De retour en Israël, cet officier a créé une ONG pour le dialogue entre Israéliens et Palestiniens. Une telle initiative a été considérée comme de la haute trahison et il a été traduit devant un tribunal militaire, car il s’agissait d’établir un dialogue avec l’ennemi. Mais il a finalement été gracié, a poursuivi son dialogue et a finalement été récompensé pour sa persévérance dans la recherche de la paix entre Juifs et Palestiniens.
Un bon samaritain
Ici, une fois de plus, la capacité de l’homme à aider une personne blessée, qui le retenait, se manifeste, comme le Bon Samaritain dans la parabole de Jésus. Il a reconnu en lui un être humain qui avait un besoin urgent d’aide.
« L’amour et la solidarité appartiennent à l’essence de l’être humain et sont inscrits dans notre ADN ».
Nous avons répété à plusieurs reprises dans nos interventions que l’amour et la solidarité font partie de l’essence de l’être humain et sont inscrits dans notre ADN. Cela étant, nous ne pouvons pas désespérer face à la cruauté et à la barbarie dont nous sommes témoins dans les guerres d’aujourd’hui. Elles sont aussi le possible du côté négatif de notre « condition humaine ». Mais nous ne pouvons pas les laisser prévaloir, sinon nous nous dévorerons les uns les autres.
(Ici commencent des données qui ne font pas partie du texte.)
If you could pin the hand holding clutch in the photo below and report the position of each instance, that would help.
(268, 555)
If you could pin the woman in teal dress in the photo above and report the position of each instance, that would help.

Ces deux exemples sont l’expression de notre humanité dans l’un des moments les plus sombres de notre histoire actuelle. Ils nous donnent de l’espoir, c’est-à-dire l’invention de conditions réelles qui garantissent l’amour et la solidarité présents en chacun de nous. Ce sont elles qui nous permettent de vivre ensemble pacifiquement et qui, en fin de compte, nous sauveront.